Benchmark: The standard of comparison for the performance of a portfolio. The portfolio performance may be compared against the full universe of companies in a databases, an index (e.g., the S&P 500 index), or another portfolio.

Benchmark Return: The holding period return of the selected benchmark over a specified period of time.

Beta: The estimated sensitivity of a stock's return to the returns of a broad-based index (S&P 500).

Bias, look-ahead: Using data in a backtest that was not available as of the date that it was used. Example: calculating a P/E ratio on December 31 using calendar year-end earnings that were not available until at least one month later.

Bias, Survivor: When studying what would have happened in the past, it is necessary to include the companies that have disappeared as well as those still in business. Example: screening for money losing companies with stock price bellow $10 as a value selection model will yield above normal return if non-surviving companies are excluded. Companies that "go research" through acquisitions will also influence your results. Use of Zacks backtesting databases (containing both the current active and research companies) alleviates this problem.

Delta: The difference between the mean and the benchmark return.

Excess Return: The difference between the Portfolio Return and the benchmark Return for one time period.

Holding Period Return (HPR): The total return for a stock form a base or starting date over a specified period of time. (Zacks HPR's are "forward-looking" - that is, the HPR value for January 31, 20XX represents the return on the stock that would be earned during the month of February.
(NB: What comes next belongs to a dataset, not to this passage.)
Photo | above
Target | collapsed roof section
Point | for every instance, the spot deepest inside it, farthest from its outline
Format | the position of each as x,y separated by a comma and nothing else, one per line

In the context of backtesting, this convention is necessary because when a stock is purchased on January 31, the holding period return of interest would be that earned after the purchase date.

Information Coefficient (IC): A Spearman Rank Correlation coefficient, which describes the linear correlation between two ranked variables. The ranks may be fractiles or ordinal ranks. The coefficient can range in value from -1 (perfect negative correlation) to +1 (perfect positive correlation).

The IC is frequently used in backtesting because it is not subject to the limitations imposed by assuming that the distribution of a test variable is normal (i.e., there are no extreme outlier values).

Outliers: Extreme values for a database item. Outliers may be the result of data entry errors, or may be a consequence of the nature of the underlying data. A common example is the P/E ratio for a company which, for several years, has reported EPS of 40-50 cents per share, but for the current year reports minimal earnings (e.g., $0.01 per share). A market price of $15 would then result in a P/E of 1500.

Performance Measure Item: Generally, a database item used to calculate portfolio and stock returns (1 month HPR).

Test Variable: A database item on which a backtest will be performed.

Turnover: A measure of the change in a portfolio's holdings over a period of time. Portfolio turnover has significant implications for the performance of a portfolio; allowing high turnover in an attempt to capture the best performance will result in high trading cots.